Jacques Moolman, president of the Cape Chamber of Commerce and Industry.
We will know more about the government’s spending intentions when the real budget is presented for the formal rubber stamp of Parliament next year. Meanwhile, we have been treated to the wishful thinking of the new minister of finance.
The previous one, Tito Mboweni, having seen up close the massive size of the task of reform has opted for retirement and the role of a gentleman farmer.
And who could blame him, when a third of all the taxes collected from a population of some 60 million people is spent on a new nobility, previously known as the civil service, that numbers a mere two percent of the population?
The new man, Enoch Godongwana, is making all the right noises, and, to be fair, there has been some progress in cleaning up the mess, but every attempt pales into insignificance compared to the scale of the problem.
Eskom’s joyous festival of spending other peoples’ money has again defied the attempts of the auditor general to find out where billions of rand have gone, and that is only one of the hundreds of state-owned enterprises taxpayers have funded year after year.
It is all very well for the new finance minister to intend to place infrastructure re-building as a priority, but does he know how bad things have become?

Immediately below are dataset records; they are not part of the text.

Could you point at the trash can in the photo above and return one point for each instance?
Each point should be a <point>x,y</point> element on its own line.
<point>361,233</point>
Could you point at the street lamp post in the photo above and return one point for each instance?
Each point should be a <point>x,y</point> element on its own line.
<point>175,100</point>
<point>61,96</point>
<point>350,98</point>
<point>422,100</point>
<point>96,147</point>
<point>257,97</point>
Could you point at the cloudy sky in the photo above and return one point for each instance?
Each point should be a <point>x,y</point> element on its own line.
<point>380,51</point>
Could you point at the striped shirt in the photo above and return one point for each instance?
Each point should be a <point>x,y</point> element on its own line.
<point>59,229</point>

Most of our infrastructure of railways, roads, sewerage works, water purification plants, bridges, and dams are more than 30 years old and were not maintained. It is a mess that will take decades to repair, let alone grow. And who is going to do the building? A government department?
Even if the private sector gets the job, will it go to experienced construction companies – or to someone in someone else’s pocket.
Will the army protect them from the extortion and threats of violence that now attract construction projects? If so, there is no mention of this problem in the budget speech. Could they do the job? Do you think the police are capable of it?
Never mind the appalling state of rural schools where children risk dying in open pit toilets. No mention until February (perhaps) of the massive housing shortages in the major cities as people flee from the feudal set-up in traditional areas. And, yes, schools and social housing are infrastructures.
This mid-term declaration of the state of the nation’s finances is, to the average voter, a dress rehearsal for the full-on pantomime of the proper budget at the start of the year. It has become merely a chance for talking heads on television to sound wise and knowledgeable. Few citizens are listening.
More to the point, people are desperate for a change. They do not believe any longer that a central government can or should control the private sector and always assume, as it seems to believe, that it is populated by rogues and thieves.
Budget statements alone will no longer cut it with the average voter. Yes, there were some nice promises, but let’s see what happens on the ground before we cheer.